What I needed, I could see, were Louisa’s own words. So I checked her collected letters and journals out of the library and combed through to find her voice. I wanted to know: What was the Louisa-ness of Louisa? Boy, did I find out! Here I was, reading the very words she wrote in the long, difficult years before she had any success as a writer, reading about her true and deep devotion to her sisters, her sadness at Elizabeth’s death, her loneliness after Anna’s marriage. She became a real person to me, a person with a story. And that was where my novel about her came from—not from her history but from her story, the story she told about herself.

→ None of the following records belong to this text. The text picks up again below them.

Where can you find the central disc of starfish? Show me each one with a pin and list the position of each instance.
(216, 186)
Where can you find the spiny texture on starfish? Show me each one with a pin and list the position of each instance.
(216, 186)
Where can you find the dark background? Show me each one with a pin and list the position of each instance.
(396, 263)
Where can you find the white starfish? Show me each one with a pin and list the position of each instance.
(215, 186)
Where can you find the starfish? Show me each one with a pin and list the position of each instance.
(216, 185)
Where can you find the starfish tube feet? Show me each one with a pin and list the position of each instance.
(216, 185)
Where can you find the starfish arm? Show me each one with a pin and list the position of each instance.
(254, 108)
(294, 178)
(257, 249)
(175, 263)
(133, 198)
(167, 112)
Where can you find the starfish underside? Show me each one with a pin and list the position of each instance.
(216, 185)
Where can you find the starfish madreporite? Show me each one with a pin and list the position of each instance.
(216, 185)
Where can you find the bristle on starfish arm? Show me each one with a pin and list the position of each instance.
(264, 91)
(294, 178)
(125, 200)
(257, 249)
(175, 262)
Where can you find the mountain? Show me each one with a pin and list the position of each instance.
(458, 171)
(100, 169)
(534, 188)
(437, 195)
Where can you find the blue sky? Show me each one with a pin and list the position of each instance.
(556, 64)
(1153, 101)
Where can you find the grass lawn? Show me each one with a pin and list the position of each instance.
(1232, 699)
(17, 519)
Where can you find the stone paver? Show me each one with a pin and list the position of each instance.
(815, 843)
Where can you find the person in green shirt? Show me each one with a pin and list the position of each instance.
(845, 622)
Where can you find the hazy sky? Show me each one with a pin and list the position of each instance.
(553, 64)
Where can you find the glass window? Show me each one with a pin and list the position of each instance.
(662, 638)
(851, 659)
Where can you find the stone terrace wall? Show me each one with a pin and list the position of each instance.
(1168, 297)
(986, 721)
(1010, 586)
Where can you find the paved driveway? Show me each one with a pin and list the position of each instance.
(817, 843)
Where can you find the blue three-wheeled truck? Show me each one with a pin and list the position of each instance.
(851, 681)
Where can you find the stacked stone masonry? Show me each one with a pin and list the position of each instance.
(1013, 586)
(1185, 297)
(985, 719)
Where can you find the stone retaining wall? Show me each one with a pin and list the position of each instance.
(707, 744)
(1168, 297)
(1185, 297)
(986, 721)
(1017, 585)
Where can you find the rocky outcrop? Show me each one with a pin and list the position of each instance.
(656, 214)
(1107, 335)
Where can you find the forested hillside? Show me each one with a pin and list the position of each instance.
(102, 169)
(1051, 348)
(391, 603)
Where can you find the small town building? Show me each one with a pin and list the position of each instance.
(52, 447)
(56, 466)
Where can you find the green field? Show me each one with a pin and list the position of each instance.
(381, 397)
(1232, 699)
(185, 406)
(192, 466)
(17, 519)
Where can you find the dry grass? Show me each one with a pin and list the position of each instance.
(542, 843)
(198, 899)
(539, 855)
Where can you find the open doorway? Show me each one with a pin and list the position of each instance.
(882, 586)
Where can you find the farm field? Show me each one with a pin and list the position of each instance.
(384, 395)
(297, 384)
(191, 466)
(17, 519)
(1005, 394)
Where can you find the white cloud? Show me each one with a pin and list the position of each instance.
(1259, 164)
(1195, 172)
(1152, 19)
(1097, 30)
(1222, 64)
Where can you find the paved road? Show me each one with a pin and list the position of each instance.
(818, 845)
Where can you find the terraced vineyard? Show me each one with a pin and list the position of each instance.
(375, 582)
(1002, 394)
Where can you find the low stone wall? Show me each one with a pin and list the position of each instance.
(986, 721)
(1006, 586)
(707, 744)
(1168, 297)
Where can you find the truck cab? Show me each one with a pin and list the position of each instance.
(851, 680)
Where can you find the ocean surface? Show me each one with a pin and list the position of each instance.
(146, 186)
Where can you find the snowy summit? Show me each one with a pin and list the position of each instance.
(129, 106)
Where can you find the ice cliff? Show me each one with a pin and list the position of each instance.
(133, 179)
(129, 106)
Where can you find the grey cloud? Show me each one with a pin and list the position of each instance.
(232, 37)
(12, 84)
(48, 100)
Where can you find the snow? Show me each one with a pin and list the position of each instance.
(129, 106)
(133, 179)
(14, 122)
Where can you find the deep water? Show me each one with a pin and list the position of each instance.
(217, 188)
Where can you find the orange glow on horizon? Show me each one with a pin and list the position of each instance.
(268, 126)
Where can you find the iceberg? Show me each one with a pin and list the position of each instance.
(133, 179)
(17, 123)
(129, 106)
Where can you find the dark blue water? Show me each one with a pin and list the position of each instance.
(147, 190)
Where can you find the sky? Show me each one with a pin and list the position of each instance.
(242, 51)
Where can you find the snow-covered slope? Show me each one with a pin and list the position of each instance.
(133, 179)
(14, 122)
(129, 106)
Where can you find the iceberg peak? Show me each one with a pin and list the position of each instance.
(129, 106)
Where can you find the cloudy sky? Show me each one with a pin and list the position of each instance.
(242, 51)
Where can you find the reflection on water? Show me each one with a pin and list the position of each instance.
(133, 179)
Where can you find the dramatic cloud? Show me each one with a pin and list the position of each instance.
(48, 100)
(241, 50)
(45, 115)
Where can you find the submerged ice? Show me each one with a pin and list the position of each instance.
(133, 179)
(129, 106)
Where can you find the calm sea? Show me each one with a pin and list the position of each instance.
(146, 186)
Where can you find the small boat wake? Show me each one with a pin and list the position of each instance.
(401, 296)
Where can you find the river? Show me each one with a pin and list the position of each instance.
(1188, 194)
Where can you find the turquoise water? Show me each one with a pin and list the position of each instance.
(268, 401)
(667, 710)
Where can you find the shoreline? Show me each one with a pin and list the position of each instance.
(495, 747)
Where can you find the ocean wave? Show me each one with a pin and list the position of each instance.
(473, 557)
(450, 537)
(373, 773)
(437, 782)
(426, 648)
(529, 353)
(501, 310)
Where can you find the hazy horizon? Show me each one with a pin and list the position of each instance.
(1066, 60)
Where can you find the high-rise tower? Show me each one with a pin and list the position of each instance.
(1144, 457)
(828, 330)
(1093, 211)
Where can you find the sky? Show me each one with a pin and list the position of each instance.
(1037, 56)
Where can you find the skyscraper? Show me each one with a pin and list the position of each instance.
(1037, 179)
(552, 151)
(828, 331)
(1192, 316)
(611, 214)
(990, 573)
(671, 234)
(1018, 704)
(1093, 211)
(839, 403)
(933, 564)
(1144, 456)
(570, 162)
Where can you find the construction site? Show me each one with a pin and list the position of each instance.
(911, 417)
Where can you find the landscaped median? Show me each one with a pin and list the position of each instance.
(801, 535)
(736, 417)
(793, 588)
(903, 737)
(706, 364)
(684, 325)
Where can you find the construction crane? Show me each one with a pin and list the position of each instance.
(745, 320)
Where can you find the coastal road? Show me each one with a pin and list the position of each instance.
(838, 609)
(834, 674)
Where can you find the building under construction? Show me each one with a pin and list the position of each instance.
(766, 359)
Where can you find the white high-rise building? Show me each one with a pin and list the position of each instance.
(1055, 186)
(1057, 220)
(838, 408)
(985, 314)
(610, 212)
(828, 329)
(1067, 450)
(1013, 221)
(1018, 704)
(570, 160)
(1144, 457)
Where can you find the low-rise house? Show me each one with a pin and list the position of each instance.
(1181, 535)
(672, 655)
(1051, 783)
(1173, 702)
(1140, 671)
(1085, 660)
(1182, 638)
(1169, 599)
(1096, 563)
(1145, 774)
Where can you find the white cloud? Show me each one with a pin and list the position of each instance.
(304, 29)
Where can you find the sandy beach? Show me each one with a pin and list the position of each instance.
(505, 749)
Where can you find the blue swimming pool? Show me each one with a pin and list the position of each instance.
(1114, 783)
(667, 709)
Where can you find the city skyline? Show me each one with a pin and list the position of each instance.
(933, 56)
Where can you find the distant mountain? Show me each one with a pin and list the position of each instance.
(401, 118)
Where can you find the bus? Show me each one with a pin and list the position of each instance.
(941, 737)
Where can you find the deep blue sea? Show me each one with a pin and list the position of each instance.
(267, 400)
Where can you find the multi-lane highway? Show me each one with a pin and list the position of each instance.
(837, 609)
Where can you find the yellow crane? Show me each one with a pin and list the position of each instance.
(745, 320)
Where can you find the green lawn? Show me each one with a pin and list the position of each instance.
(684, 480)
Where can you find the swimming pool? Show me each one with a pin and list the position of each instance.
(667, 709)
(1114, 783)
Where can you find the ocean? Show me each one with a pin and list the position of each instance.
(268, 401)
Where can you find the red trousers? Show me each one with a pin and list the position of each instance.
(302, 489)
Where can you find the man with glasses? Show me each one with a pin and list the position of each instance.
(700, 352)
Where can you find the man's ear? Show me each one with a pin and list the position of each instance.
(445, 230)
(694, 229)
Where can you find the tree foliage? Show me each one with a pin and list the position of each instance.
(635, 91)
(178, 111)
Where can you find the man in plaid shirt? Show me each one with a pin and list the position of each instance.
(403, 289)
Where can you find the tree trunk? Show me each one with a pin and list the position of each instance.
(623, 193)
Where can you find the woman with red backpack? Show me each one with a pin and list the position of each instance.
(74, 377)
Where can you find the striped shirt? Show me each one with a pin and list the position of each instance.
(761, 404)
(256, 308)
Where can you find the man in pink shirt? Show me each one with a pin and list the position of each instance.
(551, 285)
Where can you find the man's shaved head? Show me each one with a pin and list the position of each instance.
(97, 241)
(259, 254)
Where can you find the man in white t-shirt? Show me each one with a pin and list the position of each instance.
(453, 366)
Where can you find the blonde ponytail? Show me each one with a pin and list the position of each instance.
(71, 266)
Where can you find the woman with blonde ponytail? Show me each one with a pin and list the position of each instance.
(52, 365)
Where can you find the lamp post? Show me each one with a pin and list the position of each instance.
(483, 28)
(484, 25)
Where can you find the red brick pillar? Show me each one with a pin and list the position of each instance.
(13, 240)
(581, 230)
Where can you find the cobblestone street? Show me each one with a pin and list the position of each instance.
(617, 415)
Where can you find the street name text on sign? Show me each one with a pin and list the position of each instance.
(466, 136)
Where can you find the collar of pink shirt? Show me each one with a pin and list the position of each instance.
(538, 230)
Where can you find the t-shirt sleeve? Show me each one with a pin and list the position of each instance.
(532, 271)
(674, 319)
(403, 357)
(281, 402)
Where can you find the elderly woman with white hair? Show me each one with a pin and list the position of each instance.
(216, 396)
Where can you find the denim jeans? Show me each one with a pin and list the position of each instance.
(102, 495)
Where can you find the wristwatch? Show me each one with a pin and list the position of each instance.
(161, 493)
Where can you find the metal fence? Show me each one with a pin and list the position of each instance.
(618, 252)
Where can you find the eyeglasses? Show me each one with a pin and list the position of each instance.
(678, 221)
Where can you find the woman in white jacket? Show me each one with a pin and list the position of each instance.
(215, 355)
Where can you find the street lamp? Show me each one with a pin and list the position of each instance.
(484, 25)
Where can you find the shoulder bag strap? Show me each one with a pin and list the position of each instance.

Here is the passage I love more than all the rest, from a letter she wrote to her sister Anna in 1858:

I’m disgruntled with this letter; for I always begin trying to be proper and neat; but my pen will not keep in order, and ink has a tendency to splash . . . I have to be so moral and so dignified nowadays that the jocosity of my nature will gush out when it gets the chance, and the consequences are, as you see, rubbish. But you like it; so let’s be merry while we may, for tomorrow is Monday, and the weekly grind begins again.

A lot of the scenes in my novel and many of its characters are fictional, but the one aspect of the story I hope adheres to historical fact is Louisa’s own voice. Nothing I invented could possibly compete with the true spirit of this remarkable woman.

7 Replies to “Author Kelly McNees”

  1. Oh, I will definitely look for The Lost Summer of Louisa May Alcott! Little Women is one of those books that I re-read every few years.

    In 2005 I attended a lecture by Elaine Showalter, a leading Alcott scholar, in the Alcott house/museum in Concord, Mass. Among other things she spoke about how ahead-of-her-time Alcott was, and how the 1860s were a very dynamic decade for American women writers. Here’s a link to the report I wrote, which appeared in Bryn Mawr College’s alumnae magazine (Showalter is an alum of BMC): http://www.brynmawr.edu/alumnae/bulletin/fl05/MarchFamilyValues.shtml

    Thank you Kelly for a wonderful post. Congrats on your book. Can’t wait to read it!

  2. I have your book waiting for me, invitingly, on my shelf (as you know!) Can’t wait.

    And I had a Mr. Gusto, too! Actually, two of them, one for Civil War and one for World War II. Dates, battles (and battles only from the long, wide-angle view, never about the soldiers), military strategy….nary a word about real people and how they lived.

    In fact, I was just reminiscing with another author about how I’d been busted in a middle school history class for hiding a library book behind my textbook and reading in class. It was THE WITCH OF BLACKBIRD POND, a historical novel, in which I was deeply engrossed while “real” history bored me to death.